Puncture wounds occur when the skin is pierced by a pointed object or instrument. Punctures are usually deep and narrow. The depth of the puncture may inhibit healing or allow the entrance of foreign material into the body. Puncture wounds may also damage internal organs, leading to complications in healing, disability, or even death.
Abrasions occur when the skin is rubbed or scraped. The percentage of the body surface becomes an issue because of the likelihood of a secondary infection due to the openings in the skin. Scarring is also an issue with abrasions depending on how rough they are. Usually, abrasions heal with no permanency; however, severe abrasions can result in significant disfigurement on the face or hands. Abrasions are often seen when vehicle occupants are thrown, such as in motorcycle or bicycle accidents.
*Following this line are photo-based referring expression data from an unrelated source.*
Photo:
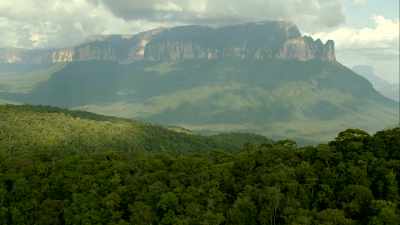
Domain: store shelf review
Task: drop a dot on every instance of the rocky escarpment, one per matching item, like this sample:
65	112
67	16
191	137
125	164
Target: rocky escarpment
247	41
260	41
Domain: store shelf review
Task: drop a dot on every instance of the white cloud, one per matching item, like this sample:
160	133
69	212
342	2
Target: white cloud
360	2
384	35
58	23
377	46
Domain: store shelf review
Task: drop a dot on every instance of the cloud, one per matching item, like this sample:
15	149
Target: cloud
314	12
377	45
384	35
59	23
360	2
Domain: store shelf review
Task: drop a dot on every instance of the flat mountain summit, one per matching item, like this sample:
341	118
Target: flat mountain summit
263	40
264	78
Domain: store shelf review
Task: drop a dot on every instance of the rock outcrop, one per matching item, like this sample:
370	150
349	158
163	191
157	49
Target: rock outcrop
259	41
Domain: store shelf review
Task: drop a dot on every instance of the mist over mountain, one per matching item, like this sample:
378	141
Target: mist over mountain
257	77
264	40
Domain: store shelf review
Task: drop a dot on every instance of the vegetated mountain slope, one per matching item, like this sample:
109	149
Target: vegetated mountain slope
387	89
27	128
277	98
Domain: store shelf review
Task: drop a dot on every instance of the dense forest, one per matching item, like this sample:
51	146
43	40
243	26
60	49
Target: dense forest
352	180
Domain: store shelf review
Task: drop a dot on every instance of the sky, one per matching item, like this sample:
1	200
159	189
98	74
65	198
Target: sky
366	32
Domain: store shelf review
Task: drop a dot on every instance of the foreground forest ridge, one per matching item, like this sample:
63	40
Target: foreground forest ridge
68	167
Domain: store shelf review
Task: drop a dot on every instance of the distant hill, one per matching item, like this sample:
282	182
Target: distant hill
263	40
263	78
387	89
26	128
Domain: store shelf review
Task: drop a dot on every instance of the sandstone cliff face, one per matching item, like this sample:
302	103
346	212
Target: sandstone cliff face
259	41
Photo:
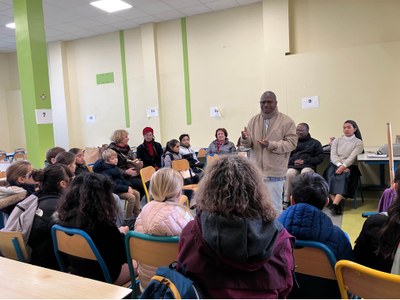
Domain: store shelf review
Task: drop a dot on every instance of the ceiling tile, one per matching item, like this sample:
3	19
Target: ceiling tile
72	19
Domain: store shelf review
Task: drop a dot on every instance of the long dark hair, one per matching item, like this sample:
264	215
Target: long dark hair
357	133
390	232
51	176
233	187
88	201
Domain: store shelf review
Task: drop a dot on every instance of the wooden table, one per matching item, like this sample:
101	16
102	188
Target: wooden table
381	161
22	280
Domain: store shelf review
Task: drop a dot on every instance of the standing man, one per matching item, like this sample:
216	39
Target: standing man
305	158
272	136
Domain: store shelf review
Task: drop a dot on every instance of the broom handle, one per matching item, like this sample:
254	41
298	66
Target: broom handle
390	153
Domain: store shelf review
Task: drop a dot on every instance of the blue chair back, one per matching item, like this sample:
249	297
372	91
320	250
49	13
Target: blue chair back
319	253
78	243
12	246
315	275
151	250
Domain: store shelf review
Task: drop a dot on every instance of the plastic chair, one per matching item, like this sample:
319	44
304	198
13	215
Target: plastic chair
19	154
3	156
314	258
182	165
202	153
151	250
357	280
12	246
315	271
76	242
359	188
145	176
211	158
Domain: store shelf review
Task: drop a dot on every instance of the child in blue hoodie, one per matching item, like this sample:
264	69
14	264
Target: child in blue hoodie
305	220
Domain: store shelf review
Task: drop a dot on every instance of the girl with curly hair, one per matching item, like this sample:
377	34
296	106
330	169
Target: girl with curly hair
235	247
89	205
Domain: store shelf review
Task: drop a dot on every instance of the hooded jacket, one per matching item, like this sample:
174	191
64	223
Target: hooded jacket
307	222
308	149
245	258
120	185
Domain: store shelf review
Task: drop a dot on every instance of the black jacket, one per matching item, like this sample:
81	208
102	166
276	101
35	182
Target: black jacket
123	155
143	154
120	184
308	149
40	237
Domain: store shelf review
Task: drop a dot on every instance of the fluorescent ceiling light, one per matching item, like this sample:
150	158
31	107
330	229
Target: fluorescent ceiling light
11	25
111	5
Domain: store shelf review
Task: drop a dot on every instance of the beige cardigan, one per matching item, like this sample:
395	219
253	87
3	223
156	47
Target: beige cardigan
282	138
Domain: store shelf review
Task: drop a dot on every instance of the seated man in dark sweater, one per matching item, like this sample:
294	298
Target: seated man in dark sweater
305	158
306	221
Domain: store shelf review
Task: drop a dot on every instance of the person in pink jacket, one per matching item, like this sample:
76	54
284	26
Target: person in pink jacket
164	215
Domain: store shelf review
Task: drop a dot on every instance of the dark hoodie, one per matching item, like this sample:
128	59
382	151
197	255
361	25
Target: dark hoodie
308	149
120	185
246	258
When evaluating injuries due to these types of wounds, the claims professional will want to consider several issues, including:
The degree of pain likely to be suffered
Whether the pain can be relieved through medication
The time required for healing
The amount of treatment that will be necessary
Treatment complications due to comorbidities
Whether the injured party is disabled during the treatment period
Location of the wound
The depth and length of the wound and area of skin involved
The cause of the bleeding
The use of sutures, how many, where, and type
The involvement of other organs or joints
Potential for infection
The likelihood of full recovery
The amount of time required to reach maximum medical improvement
Whether there will be any resultant disability
Potential for disfigurement
Placement of the disfigurement
Whether the disfigurement will result in a loss of wage-earning capacity, such as for a model or performer
Disability due to scarring
The existence of phantom pain or continuing pain after full recovery
By analyzing the effect of wounds in an objective manner, the claims professional is better prepared to accurately evaluate the impact of the wound to the injured party and the costs associated with treatment and recovery.